Enoch Brown School Massacre Of 1764


The school massacre didn't start with Columbine. US The first recorded mass murder at a school in history occurred a dozen years before the founding of the United States, when four Native Americans retaliated against white settlers who occupied their land.

Pontiac War

When white settlers moved to the Great Lakes region in the 1700s, they brought turmoil to the Native American peoples who had made their home in the region for hundreds of years. In retaliation for the violence inflicted on his people, Chief Pontiac of the Ottawa tribe attacked British troops in what is now Detroit on May 7, 1763, starting a series of hostilities known as the Pontiac Wars that took place in Pennsylvania. and spread to the upstate. New York. Unhappy with the chaos, Pennsylvania Governor John Penn offered a reward in exchange for the skulls of Native Americans, and in the months that followed, bands of settlers murdered and found every Native American.

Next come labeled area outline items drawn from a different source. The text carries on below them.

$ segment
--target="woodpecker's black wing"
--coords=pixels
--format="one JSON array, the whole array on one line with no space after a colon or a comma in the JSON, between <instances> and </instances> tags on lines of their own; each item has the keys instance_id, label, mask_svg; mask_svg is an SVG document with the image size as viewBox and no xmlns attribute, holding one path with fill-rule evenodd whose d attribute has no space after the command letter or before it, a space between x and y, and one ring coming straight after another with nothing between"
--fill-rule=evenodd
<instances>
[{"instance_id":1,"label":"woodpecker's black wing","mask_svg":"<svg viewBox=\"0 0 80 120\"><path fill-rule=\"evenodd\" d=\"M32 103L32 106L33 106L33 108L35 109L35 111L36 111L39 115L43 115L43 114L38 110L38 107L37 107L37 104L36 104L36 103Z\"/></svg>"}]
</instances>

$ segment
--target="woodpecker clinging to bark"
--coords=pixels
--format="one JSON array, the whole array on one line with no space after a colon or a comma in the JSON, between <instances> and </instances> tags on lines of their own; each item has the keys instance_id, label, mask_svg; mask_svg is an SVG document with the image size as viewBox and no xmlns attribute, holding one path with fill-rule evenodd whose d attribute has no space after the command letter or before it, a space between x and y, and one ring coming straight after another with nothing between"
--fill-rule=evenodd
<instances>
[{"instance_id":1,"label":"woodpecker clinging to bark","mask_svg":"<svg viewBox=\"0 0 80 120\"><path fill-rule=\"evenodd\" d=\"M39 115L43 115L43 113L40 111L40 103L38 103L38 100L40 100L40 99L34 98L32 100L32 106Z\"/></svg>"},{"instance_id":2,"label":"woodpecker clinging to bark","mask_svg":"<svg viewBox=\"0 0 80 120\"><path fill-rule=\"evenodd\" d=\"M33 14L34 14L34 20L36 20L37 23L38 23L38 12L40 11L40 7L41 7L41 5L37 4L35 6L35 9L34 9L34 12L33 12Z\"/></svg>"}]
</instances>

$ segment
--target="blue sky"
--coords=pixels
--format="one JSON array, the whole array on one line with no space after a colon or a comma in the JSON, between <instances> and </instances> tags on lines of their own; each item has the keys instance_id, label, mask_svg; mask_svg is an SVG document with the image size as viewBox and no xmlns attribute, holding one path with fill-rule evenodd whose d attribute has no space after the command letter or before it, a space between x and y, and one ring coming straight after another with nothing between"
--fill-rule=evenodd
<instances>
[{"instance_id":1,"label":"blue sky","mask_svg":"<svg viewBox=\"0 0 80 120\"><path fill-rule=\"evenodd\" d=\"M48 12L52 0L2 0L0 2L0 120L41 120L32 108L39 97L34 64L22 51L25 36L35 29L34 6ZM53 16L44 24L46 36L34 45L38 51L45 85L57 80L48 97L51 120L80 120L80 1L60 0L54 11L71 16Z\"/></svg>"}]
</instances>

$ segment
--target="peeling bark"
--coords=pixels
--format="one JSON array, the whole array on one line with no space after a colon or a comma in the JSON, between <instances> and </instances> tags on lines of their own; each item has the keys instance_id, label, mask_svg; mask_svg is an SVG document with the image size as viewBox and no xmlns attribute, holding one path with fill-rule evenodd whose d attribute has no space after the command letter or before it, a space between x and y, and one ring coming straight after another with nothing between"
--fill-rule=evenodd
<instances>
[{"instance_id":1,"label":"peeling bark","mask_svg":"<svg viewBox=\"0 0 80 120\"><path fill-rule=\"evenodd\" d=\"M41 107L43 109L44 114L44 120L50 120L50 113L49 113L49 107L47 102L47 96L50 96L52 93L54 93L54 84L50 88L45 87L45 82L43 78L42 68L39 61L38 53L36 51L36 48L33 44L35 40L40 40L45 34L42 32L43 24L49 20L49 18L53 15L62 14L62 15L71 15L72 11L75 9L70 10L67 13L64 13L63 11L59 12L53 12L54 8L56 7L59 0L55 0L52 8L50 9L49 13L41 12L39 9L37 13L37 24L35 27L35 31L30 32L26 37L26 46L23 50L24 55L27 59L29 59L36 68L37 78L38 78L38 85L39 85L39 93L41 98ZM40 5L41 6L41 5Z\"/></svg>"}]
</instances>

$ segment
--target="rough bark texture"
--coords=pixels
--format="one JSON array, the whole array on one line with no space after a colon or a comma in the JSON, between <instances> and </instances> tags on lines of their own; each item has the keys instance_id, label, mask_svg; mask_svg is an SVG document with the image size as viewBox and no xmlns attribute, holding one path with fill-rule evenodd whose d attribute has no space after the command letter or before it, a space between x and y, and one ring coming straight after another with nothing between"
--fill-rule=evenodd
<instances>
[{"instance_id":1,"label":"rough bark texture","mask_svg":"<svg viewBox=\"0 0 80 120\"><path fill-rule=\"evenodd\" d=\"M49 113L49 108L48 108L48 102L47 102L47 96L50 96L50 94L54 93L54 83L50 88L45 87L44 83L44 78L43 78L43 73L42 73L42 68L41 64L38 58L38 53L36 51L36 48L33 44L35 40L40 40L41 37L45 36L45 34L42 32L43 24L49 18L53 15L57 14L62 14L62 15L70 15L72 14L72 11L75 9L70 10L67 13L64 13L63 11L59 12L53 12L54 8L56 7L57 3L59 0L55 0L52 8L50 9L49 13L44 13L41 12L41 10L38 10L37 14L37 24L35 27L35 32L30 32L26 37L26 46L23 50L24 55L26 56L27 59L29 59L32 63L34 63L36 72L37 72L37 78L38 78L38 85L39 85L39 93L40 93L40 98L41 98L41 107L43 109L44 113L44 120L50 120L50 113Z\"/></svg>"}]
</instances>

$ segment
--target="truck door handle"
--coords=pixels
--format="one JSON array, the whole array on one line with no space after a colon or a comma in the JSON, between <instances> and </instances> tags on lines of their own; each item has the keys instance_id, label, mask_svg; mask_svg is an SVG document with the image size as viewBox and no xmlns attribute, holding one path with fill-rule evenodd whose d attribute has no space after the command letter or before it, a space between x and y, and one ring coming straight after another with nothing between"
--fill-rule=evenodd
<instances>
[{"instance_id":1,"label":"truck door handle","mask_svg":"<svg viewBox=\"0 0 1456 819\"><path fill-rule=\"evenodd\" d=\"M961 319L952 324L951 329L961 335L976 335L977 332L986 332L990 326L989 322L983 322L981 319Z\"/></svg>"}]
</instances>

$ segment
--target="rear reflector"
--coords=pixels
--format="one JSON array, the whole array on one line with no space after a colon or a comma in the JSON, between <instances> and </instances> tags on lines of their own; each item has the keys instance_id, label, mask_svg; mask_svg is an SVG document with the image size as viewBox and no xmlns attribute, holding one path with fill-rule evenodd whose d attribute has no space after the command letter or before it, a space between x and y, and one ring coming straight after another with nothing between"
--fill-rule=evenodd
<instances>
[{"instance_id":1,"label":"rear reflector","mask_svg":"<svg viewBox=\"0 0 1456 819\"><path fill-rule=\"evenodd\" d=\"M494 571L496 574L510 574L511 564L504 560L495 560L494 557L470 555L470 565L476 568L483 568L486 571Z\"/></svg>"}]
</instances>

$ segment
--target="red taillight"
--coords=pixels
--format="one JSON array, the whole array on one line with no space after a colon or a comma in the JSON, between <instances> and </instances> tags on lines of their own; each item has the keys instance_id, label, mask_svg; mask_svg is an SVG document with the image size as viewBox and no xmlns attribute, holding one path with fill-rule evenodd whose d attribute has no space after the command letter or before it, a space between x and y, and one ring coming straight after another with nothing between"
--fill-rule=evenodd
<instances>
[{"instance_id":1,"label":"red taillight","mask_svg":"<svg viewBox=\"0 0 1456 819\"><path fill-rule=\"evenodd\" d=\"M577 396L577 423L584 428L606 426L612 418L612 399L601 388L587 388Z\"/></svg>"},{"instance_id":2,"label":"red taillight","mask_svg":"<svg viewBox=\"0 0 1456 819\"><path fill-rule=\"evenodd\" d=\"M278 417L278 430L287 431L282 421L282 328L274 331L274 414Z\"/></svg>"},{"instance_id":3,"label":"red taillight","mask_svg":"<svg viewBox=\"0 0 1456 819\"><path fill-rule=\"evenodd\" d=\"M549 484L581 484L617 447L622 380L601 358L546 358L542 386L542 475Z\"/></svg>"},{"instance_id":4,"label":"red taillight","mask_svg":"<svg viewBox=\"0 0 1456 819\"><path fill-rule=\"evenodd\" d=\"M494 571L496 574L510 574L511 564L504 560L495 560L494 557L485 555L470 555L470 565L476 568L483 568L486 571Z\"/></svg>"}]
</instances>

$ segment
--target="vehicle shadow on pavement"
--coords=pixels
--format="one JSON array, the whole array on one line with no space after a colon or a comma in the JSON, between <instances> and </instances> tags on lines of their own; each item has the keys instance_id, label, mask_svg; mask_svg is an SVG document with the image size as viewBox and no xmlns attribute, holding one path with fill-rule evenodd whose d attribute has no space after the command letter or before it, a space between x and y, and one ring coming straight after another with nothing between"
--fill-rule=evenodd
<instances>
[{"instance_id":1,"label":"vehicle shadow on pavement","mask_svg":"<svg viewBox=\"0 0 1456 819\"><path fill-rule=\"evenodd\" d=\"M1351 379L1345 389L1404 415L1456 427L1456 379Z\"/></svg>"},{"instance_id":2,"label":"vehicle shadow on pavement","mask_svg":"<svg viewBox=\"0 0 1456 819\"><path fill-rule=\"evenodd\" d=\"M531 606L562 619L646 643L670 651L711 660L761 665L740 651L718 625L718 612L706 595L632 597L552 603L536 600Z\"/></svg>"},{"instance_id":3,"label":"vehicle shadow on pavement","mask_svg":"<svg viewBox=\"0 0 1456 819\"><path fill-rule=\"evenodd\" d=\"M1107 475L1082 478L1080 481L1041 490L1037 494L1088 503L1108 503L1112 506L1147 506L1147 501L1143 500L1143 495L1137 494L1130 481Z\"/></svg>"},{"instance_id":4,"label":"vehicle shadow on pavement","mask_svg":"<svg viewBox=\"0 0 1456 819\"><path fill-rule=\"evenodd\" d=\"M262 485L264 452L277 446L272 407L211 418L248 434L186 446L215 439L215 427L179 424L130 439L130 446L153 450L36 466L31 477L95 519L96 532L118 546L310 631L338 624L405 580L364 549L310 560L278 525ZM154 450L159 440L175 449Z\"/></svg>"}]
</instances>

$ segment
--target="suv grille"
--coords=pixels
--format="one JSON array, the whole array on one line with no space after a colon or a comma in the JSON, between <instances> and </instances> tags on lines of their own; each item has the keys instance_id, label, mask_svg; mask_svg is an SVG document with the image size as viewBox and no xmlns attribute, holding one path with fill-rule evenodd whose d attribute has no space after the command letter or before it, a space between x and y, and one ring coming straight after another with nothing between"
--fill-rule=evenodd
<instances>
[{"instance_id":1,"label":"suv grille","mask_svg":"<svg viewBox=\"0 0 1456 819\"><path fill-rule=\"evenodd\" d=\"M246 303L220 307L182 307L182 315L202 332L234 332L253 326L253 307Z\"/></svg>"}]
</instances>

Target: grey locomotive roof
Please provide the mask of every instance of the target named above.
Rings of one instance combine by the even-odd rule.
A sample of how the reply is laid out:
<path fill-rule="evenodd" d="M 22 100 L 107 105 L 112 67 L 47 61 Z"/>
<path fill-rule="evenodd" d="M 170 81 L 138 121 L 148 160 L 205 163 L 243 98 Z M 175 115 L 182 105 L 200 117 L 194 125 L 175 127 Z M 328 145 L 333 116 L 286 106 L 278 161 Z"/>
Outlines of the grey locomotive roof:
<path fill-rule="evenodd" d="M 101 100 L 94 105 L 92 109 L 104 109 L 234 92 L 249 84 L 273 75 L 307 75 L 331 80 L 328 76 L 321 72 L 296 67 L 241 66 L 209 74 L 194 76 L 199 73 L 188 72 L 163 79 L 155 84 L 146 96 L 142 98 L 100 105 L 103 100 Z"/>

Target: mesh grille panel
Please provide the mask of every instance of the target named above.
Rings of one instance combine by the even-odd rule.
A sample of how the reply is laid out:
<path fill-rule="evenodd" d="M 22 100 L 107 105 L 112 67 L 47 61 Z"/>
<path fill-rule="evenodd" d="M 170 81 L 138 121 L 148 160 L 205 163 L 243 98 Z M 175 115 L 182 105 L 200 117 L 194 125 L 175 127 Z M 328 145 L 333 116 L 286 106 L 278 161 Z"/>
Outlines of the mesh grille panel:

Enoch Brown School Massacre

One of the most terrifying events of the Pontiac Wars took place on July 26, 1764. Earlier in the day, four Native Americans from a Delaware tribe stabbed a pregnant white woman to death, cut the fetus from her womb, and took her skull before it was set. For an isolated log schoolhouse near Greencastle, Pennsylvania. When the warriors broke into the school house, teacher Enoch Brown begged him to spare the students, but they caught him and then 11 youths.


Amazingly, a boy named Archie McCullough survived the massacre, most likely unconscious and presumed dead by the attackers before they left. When he awoke, he went down the hill to the waterfall, where schoolchildren often went to drink water, where many hours later passersby found him. After reporting what had happened, McCullough miraculously made a full recovery from his injuries.

According to reports of a white settler taken captive by the tribe at the time, the group of warriors returned to their village in Ohio, located on the banks of the Muskingum River, and proudly presented the collected skulls, but their chief was embarrassed to target them. Women and children did. Meanwhile, 10 students and their teacher who were killed days after the brutal attack were buried in a common grave. In 1885, a memorial was erected at the site of the grave to commemorate the victims of the first school massacre in American history, and the area around the monument was later named Enoch Brown Park.